Port of Tacoma

Port container terminal operators canceling night shifts

Container terminal operators have canceled night shifts beginning last weekend at the Port of Tacoma and elsewhere even as shippers suffer from delayed shipments and port congestion.

Dean McGrath, president of International Longshore Union Local 23, said the union was prepared to send hundreds of longshore workers to the docks to load and unload vessels, but terminal operators at Tacoma’s major container facilities canceled their calls for night shift workers.

The shift cancellations are the latest development in a productivity crisis that began in late October and persists this week. That slowdown in loading and unloading ships in 29 West Coast ports has drawn loud complaints from importers and exporters alike who say their goods are marooned on the docks.

A spokesman for the shipping lines and terminal operators said the halt to nighttime work is designed to help alleviate congestion.

“Terminal operators in the Ports of Seattle and Tacoma have begun to consolidate from two shifts of work to one effective immediately in order to better deal with significantly reduced capacity caused by the continued slowdowns by ILWU workers,” said Wade Gates, a spokesman for the Pacific Maritime Association.

“By consolidating operations to a daytime shift only, the terminals seek to receive a full complement of workers from the union in order to process as many containers as possible, even as the ILWU slowdowns continue. The move also means containers are unloaded from ships into the yard, as unloaded containers are processed out of the yard to their final destinations, thereby reducing congestion,” he claimed.

McGrath said all of the longshore gangs the local has been dispatching were fully staffed.

The local leader said global shipping lines and alliances in recent months have triggered strikes and disputes in major ports throughout the world in order to drive down their costs and assume more control of their terminals.

“They’d rather engage in self-sabotage than enter into some meaningful talks to get the problems solved,” he said.

Global shipping lines are concentrating their power by merging and forming cargo-sharing alliances, said the union leader.
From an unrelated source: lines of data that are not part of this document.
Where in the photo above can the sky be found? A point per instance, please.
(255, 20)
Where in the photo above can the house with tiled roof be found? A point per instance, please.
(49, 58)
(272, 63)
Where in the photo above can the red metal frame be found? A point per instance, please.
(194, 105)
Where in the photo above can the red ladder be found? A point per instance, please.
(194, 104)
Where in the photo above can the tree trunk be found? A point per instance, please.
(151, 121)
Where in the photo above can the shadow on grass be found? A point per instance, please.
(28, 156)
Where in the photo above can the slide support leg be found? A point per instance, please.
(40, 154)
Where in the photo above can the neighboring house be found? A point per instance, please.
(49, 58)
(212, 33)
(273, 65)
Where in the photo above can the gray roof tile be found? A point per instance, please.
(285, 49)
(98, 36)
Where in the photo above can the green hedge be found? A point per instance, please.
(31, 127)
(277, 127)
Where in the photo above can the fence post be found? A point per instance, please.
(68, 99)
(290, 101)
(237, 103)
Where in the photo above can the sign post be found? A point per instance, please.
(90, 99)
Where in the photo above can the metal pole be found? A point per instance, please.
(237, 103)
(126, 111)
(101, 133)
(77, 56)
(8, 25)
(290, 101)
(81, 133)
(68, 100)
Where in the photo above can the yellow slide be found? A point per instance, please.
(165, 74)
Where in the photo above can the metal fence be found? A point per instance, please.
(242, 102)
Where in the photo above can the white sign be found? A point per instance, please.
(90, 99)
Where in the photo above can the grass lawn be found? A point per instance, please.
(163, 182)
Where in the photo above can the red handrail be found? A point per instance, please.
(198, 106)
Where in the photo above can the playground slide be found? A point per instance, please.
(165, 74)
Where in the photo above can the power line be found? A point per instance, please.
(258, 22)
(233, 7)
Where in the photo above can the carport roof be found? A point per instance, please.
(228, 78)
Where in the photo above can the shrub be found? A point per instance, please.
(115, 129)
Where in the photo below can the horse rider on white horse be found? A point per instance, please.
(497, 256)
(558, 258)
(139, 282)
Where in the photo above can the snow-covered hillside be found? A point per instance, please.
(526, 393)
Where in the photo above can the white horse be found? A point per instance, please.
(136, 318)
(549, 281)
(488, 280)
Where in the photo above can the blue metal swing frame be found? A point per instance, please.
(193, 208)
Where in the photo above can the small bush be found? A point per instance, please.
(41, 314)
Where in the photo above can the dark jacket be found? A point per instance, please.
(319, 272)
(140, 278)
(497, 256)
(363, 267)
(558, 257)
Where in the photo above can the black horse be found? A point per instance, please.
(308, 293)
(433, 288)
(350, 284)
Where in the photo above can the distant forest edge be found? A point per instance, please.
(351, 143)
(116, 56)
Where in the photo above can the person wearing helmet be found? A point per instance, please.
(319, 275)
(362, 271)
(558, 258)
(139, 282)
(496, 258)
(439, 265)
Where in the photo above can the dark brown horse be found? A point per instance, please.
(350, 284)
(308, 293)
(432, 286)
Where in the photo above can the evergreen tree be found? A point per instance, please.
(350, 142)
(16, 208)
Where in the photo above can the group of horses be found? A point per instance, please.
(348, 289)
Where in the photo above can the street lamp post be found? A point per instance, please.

Those cargo-sharing alliances have made terminal work more complicated and complex as workers must sort containers to and from multiple shipping lines at single terminals.

Those shipping lines have also sold to leasing companies the chassis on which containers are carried over the road. Those leasing companies, said McGrath, in some instances have withheld chassis from cargo haulers to create an artificial shortage and drive up chassis rental costs.

Meanwhile, rising prosperity in the economy has raised the container numbers crossing the docks, McGrath said. Simultaneously rail capacity to carry those containers to and from the inland population centers is being strained by new rail business in the form of oil, coal and grain trains destined to the West Coast.

Just Monday, a Washington state senator said he wants to see if the Legislature can help alleviate an apparent slowdown of goods moving through those ports.

Sen. Michael Baumgartner, R-Spokane, said that members of the longshore union seem to be stalling shipments around the busy holiday season to help negotiate favorable contract terms with their employers.

But McGrath said shipping lines and their allied terminal operators have deliberately created a crisis to bring public pressure on the longshore union to settle for an unfavorable and unfair contract. The union and the Pacific Maritime Association have been without a contract since July 1. In seven months of talks, the two sides apparently have made little progress in reaching a new accord.

Baumgartner said Monday that Washington’s Christmas tree growers in particular have been hurt by the cargo slowdown, citing in a news release how “containers earmarked for shipment to Asia languished for weeks at the Port of Tacoma.”

“The slowdown has put Christmas in the crosshairs,” Baumgartner said in a news release. “It looks like the longshore union played hardball with the ports to win an advantage at the bargaining table. But it went too far when it targeted the people who grow our Christmas trees.”

Baumgartner, the incoming chair of the Senate Commerce and Labor Committee, said he will hold a hearing early next year to examine the causes of the port slowdown and see if state agencies can help get goods moving again.